Encoders map raw feature values into tensors. These are usually vectors in the case of data types without a temporal / sequential aspect, matrices for when there is a temporal / sequential aspect, or higher rank tensors for when there is a spatial or a spatiotemporal aspect to the input data.

Different configurations of the same encoder may return a tensor with different rank, for instance a sequential encoder may return a vector of size h that is either the final vector of a sequence or the result of pooling over the sequence length, or it can return a matrix of size l x h where l is the length of the sequence and h is the hidden dimension if you specify the pooling reduce operation (reduce_output) to be None. For the sake of simplicity you can imagine the output to be a vector in most of the cases, but there is a reduce_output parameter one can specify to change the default behavior.

For first-time users, we recommend starting with the defaults.

Tying encoder weights

An additional feature that Ludwig provides is the option to have tied weights between different encoders. For instance, if my model takes two sentences as input and return the probability of their entailment, I may want to encode both sentences with the same encoder.

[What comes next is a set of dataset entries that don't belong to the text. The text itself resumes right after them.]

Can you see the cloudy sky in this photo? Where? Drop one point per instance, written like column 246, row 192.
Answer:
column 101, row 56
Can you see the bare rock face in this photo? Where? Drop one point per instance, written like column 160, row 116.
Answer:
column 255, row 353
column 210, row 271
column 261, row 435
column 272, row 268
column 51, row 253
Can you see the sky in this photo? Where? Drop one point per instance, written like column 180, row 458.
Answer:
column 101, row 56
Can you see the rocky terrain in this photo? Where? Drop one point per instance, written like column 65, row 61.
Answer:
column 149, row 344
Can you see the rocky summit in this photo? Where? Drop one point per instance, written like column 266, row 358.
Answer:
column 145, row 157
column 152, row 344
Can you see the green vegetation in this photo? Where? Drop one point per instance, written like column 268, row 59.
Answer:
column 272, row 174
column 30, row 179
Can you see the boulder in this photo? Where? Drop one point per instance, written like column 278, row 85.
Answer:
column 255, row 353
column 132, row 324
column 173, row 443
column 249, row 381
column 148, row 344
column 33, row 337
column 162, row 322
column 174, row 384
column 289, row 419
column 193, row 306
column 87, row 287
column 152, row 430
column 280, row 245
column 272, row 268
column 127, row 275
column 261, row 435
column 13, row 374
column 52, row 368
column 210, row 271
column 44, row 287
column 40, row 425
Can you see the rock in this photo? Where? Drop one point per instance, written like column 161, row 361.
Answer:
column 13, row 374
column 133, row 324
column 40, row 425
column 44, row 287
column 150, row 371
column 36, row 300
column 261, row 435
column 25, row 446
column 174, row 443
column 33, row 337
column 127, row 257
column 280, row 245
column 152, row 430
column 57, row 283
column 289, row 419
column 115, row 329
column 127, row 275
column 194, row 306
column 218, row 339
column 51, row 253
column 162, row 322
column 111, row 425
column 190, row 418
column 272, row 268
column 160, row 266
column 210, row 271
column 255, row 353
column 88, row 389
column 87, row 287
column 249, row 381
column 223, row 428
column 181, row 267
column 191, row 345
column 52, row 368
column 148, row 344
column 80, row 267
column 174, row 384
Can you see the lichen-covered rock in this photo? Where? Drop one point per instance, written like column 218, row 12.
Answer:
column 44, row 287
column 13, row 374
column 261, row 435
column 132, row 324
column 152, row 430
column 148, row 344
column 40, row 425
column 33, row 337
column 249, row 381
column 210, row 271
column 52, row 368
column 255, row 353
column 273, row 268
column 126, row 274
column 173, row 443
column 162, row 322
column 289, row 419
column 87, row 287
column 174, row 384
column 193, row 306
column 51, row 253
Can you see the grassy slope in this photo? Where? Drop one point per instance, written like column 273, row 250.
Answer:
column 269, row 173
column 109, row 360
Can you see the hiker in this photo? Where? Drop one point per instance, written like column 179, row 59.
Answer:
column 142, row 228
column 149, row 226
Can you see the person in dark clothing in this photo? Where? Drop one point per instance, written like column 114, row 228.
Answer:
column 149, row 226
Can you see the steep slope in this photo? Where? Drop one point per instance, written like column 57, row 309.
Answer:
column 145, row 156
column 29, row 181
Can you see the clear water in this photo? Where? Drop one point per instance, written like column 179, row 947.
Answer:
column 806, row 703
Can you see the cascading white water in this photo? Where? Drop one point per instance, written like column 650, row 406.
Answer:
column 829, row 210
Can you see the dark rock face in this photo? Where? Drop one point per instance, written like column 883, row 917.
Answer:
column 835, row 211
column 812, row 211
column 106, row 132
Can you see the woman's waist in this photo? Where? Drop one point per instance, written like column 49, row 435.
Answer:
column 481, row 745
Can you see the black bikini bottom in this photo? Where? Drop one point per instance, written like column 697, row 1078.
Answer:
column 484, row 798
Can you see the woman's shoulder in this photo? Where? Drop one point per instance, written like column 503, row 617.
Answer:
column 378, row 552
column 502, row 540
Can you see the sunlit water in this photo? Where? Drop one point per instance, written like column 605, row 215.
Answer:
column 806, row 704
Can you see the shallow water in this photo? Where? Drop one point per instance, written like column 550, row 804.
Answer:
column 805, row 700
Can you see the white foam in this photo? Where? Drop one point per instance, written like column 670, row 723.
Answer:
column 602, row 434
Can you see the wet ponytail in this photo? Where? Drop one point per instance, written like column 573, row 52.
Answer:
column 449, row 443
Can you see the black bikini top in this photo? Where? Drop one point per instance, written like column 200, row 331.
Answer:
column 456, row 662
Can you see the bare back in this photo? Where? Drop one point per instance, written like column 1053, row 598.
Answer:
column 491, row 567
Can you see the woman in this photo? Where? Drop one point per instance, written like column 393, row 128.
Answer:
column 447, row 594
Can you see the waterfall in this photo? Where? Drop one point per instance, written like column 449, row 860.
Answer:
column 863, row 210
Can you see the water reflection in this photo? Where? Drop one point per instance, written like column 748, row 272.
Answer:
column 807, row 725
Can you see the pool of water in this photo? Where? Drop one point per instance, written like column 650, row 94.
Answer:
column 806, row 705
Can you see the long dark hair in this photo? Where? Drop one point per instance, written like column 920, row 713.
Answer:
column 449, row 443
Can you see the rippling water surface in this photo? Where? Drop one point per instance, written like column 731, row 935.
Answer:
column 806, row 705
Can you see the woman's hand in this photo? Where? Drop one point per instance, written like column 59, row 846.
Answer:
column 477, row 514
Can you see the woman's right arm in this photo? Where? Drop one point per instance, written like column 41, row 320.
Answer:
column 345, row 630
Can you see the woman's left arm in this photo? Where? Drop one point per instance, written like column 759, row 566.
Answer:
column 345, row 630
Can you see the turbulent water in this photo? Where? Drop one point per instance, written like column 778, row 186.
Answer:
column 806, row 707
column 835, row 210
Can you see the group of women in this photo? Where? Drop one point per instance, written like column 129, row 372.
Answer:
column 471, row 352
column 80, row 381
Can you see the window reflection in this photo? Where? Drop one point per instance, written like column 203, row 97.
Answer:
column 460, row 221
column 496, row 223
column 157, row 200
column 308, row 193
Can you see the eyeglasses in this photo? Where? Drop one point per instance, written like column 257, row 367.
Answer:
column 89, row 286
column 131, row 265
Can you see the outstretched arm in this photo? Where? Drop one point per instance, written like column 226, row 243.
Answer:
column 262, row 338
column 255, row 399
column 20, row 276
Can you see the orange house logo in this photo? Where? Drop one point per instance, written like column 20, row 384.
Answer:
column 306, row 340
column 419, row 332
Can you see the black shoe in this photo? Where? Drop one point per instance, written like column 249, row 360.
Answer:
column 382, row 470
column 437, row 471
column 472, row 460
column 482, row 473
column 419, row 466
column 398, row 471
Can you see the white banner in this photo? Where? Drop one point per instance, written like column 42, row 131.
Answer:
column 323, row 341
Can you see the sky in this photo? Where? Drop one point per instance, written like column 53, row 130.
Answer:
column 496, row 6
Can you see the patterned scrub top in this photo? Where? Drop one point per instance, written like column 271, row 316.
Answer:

This is done by specifying the tied parameter of one feature to be the name of another output feature. For example:

input_features:
    -
        name: sentence1
        type: text
    -
        name: sentence2
        type: text
        tied: sentence1
{
    "input_features": [
        {
            "name": "sentence1",
            "type": "text"
        },
        {
            "name": "sentence2",
            "type": "text",
            "tied": "sentence1"
        }
    ]
}

Specifying a name of a non-existent input feature will result in an error. Also, in order to be able to have tied weights, all encoder parameters have to be identical between the two input features.

It's also possible to specify encoder type and encoder related parameters for all features of a certain type. See Type-Global Encoder.